5. XPG: el gen xpg decodifica una estructura con actividad específica de endonucleasa, la cual rompe una variedad de substratos de ADN artificiales. La XPG media las incisiones y siempre ocurre en una hebra dúplex ADN en dirección 3’ en un sitio de unión al ADN. La XPG es una proteína miembro de la FEN-I,(familia de estructura específica de las endonucleasas), las cuáles cortan con similar polaridad a las uniones de la dúplex y del ADN sin reparar.
6. ERCC1-XPF: el producto del gen ercc1(33 kDa) y xpk (103 kDa), forman un estable complejo in vivo e in vitro. Involucran aminoácidos en la región carboxil terminal de ERCC1 y XPF. La estabilidad de los componentes individuales de la célula es dependiente de la formación de este heterodímero. El complejo ERCC1-XPF es una estructura con actividad endonucleasa.
7. XPE: es dispensable para la reparación por escisión de nucleótidos in vitro. Sin embargo in vivo, es requerida, como XP-E en pacientes que exhiben XP-semejante a las anormalidades de la piel y reduce la reparación de la síntesis.
En la reparación de la síntesis del ADN, la incisión y los estados de la síntesis del ADN en NER (reparación por escisión de nucleótidos), pueden ser separado in vitro, y el factor en común es la RPA, la cual puede seguir unida a la hebra sin daños para facilitar la replicación. La síntesis del ADN por Pol δ y Pol ε, y sus cofactores PCNA y RF-C ha sido estudiada extensivamente. Aunado a esto la RF-C preferiblemente se une al 3’ terminal del primers del ADN y facilita la lectura de PCNA, que forma un heterodímero con el anillo en forma de pinza que puede seguir a lo largo del dúplex del ADN. La PCNA (antígeno nuclear de proliferación celular), podría servir como mediador entre el control del ciclo celular y la reparación del ADN. Por tal motivo, la interacción con p21, con un inhibidor de cdk, que puede estar bajo regulación del gen p53 dependiente a los daños del ADN, podría inhibir la replicación, más no la reparación del ADN, la cuál contribuye para la inducción de la detención de la replicación que permite la reparación y la prevención de la mutagénesis. El Paso final en la reparación por escisión de nucleótidos es la unión del 5’ terminal del nuevo parche recién sintetizado a la secuencia original. Este paso es probablemente llevado a cabo por la ADN ligasa I. Aunado a esto en células eucarióticas la NER, remueve parte del ADN dañado de 24 a 32 nucleótidos. Es necesario destacar que después de la demarcación de la lesión, las incisiones son realizadas por estructuras específicas de endonucleasas XPG (3’ incisión) y en la ERCC1-XPF (5’ incisión). Las incisiones son realizadas asimétricamente alrededor de la lesión. También se debe resaltar que debido a la compactación del ADN dentro de los nucleosomas se podría ver afectada la accesibilidad de las lesiones del ADN. La reparación en la región no transcripta de un gen activo era encontrada rápidamente en el enlazado del ADN y lentamente en las secuencias ocupadas por nucleosomas.

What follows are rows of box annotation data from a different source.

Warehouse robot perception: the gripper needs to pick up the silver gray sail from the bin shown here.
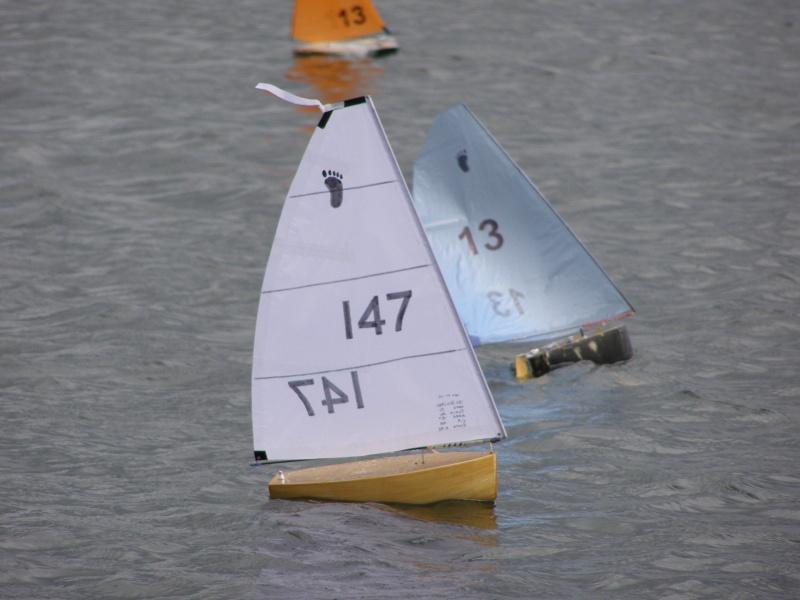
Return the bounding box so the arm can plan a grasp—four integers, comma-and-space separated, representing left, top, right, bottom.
413, 105, 633, 346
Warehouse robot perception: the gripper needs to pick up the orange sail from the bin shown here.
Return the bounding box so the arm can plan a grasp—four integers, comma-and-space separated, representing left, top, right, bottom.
292, 0, 385, 43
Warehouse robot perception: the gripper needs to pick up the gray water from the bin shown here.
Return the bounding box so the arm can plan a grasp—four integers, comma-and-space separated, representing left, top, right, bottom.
0, 0, 800, 599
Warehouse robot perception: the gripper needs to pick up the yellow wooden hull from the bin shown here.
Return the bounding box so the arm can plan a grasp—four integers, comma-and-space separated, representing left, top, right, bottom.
269, 451, 497, 504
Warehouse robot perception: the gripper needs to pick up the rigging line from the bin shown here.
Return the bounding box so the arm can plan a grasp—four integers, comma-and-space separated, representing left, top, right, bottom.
253, 348, 466, 381
261, 264, 431, 294
289, 179, 397, 198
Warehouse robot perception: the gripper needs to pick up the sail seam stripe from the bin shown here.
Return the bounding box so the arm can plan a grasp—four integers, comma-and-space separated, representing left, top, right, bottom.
289, 179, 397, 198
261, 264, 430, 294
253, 348, 466, 381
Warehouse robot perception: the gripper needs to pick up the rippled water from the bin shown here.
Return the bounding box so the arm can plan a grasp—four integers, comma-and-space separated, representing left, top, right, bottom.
0, 0, 800, 599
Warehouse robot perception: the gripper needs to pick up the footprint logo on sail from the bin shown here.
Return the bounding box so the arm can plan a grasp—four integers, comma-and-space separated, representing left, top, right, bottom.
456, 150, 469, 173
322, 169, 344, 208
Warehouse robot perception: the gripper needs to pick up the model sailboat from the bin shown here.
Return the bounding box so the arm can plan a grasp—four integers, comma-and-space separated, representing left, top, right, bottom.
292, 0, 397, 56
413, 105, 633, 379
252, 84, 506, 504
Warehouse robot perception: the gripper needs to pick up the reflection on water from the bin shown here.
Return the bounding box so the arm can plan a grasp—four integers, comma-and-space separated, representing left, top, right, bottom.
382, 500, 497, 529
284, 55, 383, 126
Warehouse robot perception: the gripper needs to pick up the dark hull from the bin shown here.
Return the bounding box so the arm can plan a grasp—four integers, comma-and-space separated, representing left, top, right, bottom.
514, 325, 633, 381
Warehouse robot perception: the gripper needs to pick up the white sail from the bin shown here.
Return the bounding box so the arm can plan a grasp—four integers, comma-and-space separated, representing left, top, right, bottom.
252, 94, 505, 461
413, 105, 633, 345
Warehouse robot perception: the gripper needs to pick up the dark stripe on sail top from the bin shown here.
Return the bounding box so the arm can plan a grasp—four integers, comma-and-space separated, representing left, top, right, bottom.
253, 348, 467, 381
261, 264, 430, 294
344, 96, 367, 108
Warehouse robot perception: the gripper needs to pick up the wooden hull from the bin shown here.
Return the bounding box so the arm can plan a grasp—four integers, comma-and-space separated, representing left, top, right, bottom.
514, 325, 633, 381
269, 452, 497, 504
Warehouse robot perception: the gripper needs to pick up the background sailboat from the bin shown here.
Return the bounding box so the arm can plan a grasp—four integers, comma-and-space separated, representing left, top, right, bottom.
252, 84, 506, 504
292, 0, 398, 56
413, 105, 633, 379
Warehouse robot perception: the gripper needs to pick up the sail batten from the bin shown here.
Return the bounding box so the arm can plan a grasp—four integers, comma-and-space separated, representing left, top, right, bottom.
253, 348, 465, 381
261, 263, 431, 294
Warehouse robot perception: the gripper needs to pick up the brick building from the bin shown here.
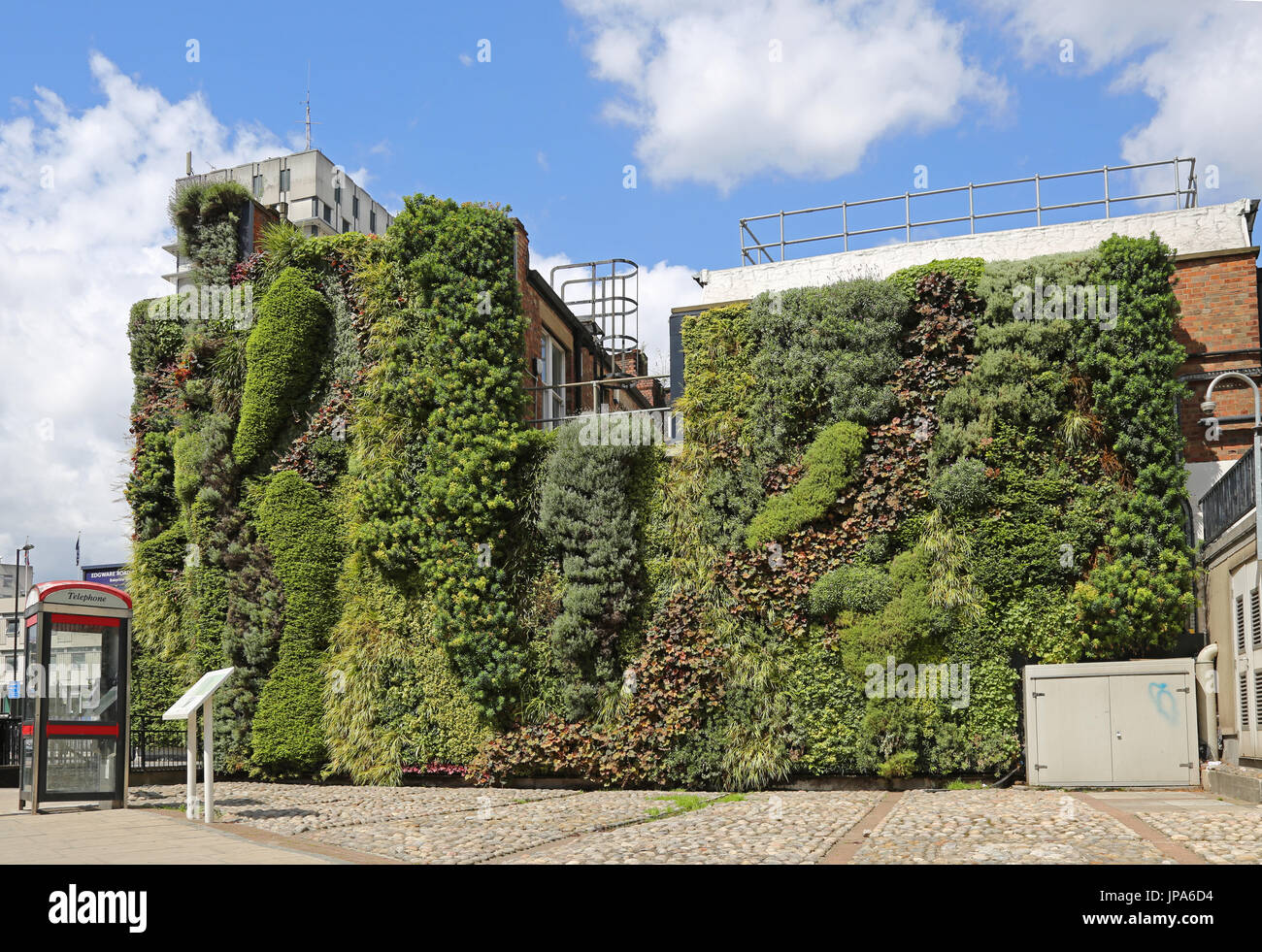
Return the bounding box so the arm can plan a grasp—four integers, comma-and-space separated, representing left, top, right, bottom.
515, 219, 669, 429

Referencias Bibliográficas.
1.Mathews Van Holden Ahern (2006).Bioquímica, tercera edicción, editorial Pearson
Educación. Madrid España.
2.Nelson D, Cox M. Principios de Bioquímica, cuarta edición, editorial Omega. España(2006).
3.Thomas M. Devlin (2004). Bioquímica, cuarta edición, editorial Reverte España.
4. Laat, W., Jaspers, N. and Hoejimakers, J. (1999). Molecular mechanism of nucleotide excision Reparair. Genes & Development 13: 168-785.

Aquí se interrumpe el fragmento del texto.